Pas besoin de tergiverser pendant des heures : depuis quelques années, le genre du jeu d’aventures s’est pris un sacré coup de vieux, dépassé par d’autres ovnis plus ludiques. Les derniers râles de l’instigateur de nos premières transes pixellisées se font entendre : le p’tit gars Threepwood, enfin devenu adulte, s’est marié et se prépare à une retraite bien méritée tandis que Dracula 2 épuise le stock d’énigmes à gogo. C’était sans compter sur une bande d’extraterrestres déjantés bien décidés à accompagner le dernier souffle du papy des papys. Show must go on.
Encore diffusée massivement sur les chaînes hertziennes, la série « les Zinzins de l’espace » contient le matériel rêvé de tout concepteur en herbe. Quatre aliens aussi stupides que possible se sont méchamment crashés sur notre belle planète. Echoués dans une maison abandonnée, ils n’ont de cesse que leur navette spatiale soit réparée, histoire de retrouver leurs pénates le plus vite possible. L’affaire se complique lorsque Sakarine décide de récupérer ses magnifiques spécimens et d’en faire le fleuron de sa collection. Illico, le savant fou envoie à leurs trousses un chasseur de primes, répondant au doux nom de « Bolok ». S’ensuit une ribambelle de gags qui empruntent aussi bien aux Monthy Python grande époque qu’aux courants majeurs des cartoons, Tex Avery en tête. Entre les questions existentielles de Candy sur son homosexualité latente, et les envolées gargantuesques alimentaires de Gorgious, les concepteurs n’ont pas hésité à puiser dans un vivier généreux en blagues et autres drôleries, parfois d’un goût plus que douteux.
Stupid invaders démarre sur les chapeaux de roue et met le joueur aux commandes de Bud, grande larve orange polymorphe. Bolok vient de réfrigérer ses amis, il est donc grand temps que l’énergumène trouve une porte de sortie plausible et entame la libération de ses compatriotes. Le titre reprend dans les grandes lignes les recettes qui ont fait le succès de ses prédécesseurs : dans des décors précalculés, le héros évolue à la recherche d’objets nécessaires à la résolution d’énigmes aussi tordues que possible, permettant ainsi le passage à l’étape suivante. Rien de bien nouveau donc, si ce n’est la volonté affirmée de privilégier l’exploration de cet univers flashy et décalé aux dépens d’une herméneutique souvent trop soulignée. Exit l’indispensable livre de soluces, Stupid invaders ne requiert aucun diplôme spécifique et s’adresse à un public large. Oubliez les dialogues incompréhensibles et longuets, les maux de tête carabinés, et les allers et retours incessants entre deux points de la carte : ici, les devinettes ne sont plus que les points de passage obligés d’un scénario finement ciselé et riche en rebondissements.

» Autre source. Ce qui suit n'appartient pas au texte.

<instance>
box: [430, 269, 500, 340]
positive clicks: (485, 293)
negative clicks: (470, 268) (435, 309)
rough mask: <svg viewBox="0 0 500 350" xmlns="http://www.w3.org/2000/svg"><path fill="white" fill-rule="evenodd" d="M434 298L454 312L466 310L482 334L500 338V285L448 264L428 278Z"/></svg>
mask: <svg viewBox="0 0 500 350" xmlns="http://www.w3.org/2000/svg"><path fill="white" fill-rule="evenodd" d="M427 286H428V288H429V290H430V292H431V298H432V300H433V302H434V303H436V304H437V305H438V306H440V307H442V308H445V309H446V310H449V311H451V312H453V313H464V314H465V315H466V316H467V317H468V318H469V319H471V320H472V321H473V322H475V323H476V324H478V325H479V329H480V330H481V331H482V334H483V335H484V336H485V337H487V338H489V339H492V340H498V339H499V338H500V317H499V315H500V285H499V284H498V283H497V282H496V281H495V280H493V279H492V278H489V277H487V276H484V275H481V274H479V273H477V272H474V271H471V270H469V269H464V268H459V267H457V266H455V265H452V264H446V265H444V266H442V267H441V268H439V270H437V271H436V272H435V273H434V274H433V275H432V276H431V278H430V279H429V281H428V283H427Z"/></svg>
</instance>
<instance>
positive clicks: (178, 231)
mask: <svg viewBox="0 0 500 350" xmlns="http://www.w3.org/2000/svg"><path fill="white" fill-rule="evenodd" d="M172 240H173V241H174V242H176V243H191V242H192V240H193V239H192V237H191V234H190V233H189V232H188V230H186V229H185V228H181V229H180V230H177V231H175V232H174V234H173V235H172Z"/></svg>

A la manière de Dragon’s Lair, Stupid invaders prend la forme d’un gigantesque dessin animé interactif où les cinématiques ponctuent agréablement les phases connues d’enquête. La pesanteur du système de navigation (déplacement de curseur et gestion de l’inventaire) est rapidement oubliée, tant Stupid invaders atteint des sommets en matière de réalisation. Couleurs saturées, angles de caméra version Welles et bruits organiques sont les quelques ingrédients utilisés dans des décors très nombreux qui respectent à la lettre le monde particulier des « Zinzins de l’espace », entre gaudriole gauloise et ironie de haute volée. Pour les aficionados d’un humour plus fin, le jeu contient assez de clins d’œil pour oublier l’espace d’un instant les continuelles injonctions pétomanes des divers protagonistes. Au hasard des pérégrinations des héros, il sera ainsi possible de rencontrer des parodies de Möebius, Mars Attacks, sans oublier Bret Easton Ellis.
Au final, Stupid invaders réussit là où a échoué Monkey Island. Moins porté sur la résolution d’énigmes abracadabrantes, il préfère jouer la carte d’un humour franchement décalé au service d’une narration joviale et pêchue. De quoi passer de longues heures sur les quatre CD que comporte le jeu.